On April 14, the show that has put HBO in the headlines for nine years will finally come to a close. “Game of Thrones” has set an extremely high bar when it comes to television. Each episode has an average budget of $6 million, with each receiving more dedication to set design, special effects and on-screen talent than many theatrical releases.
The show itself has engrossed millions around the world. The political intrigue and uncertainty of how characters would fare each episode has enthralled fans for years, with the Red Wedding of Season 3 leaving most show fans feeling betrayed and most book series fans laughing (or crying) around the corner.
However, it’s not just what fans of the books have already known about the series that has caught their attention.
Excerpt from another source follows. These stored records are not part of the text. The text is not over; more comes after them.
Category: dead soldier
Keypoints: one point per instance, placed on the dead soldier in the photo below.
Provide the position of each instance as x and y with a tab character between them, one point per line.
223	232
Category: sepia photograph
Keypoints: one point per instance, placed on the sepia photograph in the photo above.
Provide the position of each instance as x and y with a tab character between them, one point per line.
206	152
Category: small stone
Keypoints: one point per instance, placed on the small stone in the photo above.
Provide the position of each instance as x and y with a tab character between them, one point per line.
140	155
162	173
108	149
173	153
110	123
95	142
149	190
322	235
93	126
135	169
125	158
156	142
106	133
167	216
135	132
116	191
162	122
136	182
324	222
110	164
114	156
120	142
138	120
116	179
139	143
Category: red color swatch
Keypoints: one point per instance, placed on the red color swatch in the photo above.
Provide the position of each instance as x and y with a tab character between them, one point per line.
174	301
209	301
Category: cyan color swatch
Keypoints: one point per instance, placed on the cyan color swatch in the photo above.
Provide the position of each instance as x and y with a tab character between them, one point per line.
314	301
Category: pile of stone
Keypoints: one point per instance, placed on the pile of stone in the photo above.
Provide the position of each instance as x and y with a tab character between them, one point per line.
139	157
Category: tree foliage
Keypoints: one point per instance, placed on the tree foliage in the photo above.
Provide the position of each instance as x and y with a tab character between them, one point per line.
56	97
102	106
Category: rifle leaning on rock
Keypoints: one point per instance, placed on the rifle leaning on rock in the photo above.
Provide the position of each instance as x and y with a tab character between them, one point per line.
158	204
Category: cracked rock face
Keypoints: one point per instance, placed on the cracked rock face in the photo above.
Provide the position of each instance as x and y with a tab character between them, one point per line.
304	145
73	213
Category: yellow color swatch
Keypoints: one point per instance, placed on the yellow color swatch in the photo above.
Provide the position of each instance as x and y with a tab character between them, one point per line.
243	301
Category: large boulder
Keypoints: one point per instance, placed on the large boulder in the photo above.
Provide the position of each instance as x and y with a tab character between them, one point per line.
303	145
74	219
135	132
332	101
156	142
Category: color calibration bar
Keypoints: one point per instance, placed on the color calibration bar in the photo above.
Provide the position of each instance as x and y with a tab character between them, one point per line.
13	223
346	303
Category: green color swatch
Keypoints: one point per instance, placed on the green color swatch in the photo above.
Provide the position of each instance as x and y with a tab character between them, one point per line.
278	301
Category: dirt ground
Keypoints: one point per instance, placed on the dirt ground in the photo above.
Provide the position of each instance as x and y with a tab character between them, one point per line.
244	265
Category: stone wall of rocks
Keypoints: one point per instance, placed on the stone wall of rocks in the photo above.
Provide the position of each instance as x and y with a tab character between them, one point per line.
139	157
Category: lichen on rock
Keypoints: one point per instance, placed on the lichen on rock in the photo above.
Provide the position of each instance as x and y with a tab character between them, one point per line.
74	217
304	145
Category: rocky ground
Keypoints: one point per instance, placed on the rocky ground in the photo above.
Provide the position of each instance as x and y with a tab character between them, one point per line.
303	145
All transitions from book to live action require at least some cuts, especially for the textbook-length novels of George R.R. Martin. Yet many fans of the books were dissatisfied with the alterations and cuts made in the show.
Here are three major divergences that HBO’s “Game of Thrones” made from the books that left fans particularly embittered. Needless to say, spoilers follow.
1. The End of Stannis Baratheon
Stannis Baratheon is a character whose depiction in the show left viewers divided. He is shown with an authoritative personality and desire to follow what he views as the honorable path, but is also easily swayed by the red witch Melisandre. These personality traits culminated in an act that left viewers disdainful of any character even remotely connected to him: the sacrifice of his daughter Shireen as assurance of victory over the Boltons. As Stannis’ hand, Davos, would point out in the following season, Shireen’s death was not only cruel, but yielded no apparent gain, as Stannis and his army were wiped out anyway.
The Shireen sacrifice plotline differs substantially from the book. The novels have not yet arrived at the point where the Baratheons reach Winterfell, but the family has already had much greater success in rallying Northern houses under their banner, which Jon Snow tries to accomplish in Season 6 of the show. While events in the books still have potential to turn out like the show, there is much less reason for it. Because the show overtook most of the books’ plotlines by Seasons 5 and 6, it is very possible that the book version of Stannis will have an entirely different fate.
2. Lady Stoneheart
Catelyn Stark is a very dynamic character, showing great affection to her husband and children while maintaining a deep disdain for those she views as destabilizing forces in her life, such as Jon and the Lannisters. The Red Wedding not only presented Catelyn with the horrific deaths of her son, daughter-in-law and grandchild, but the death of her entire family, as far as she knew.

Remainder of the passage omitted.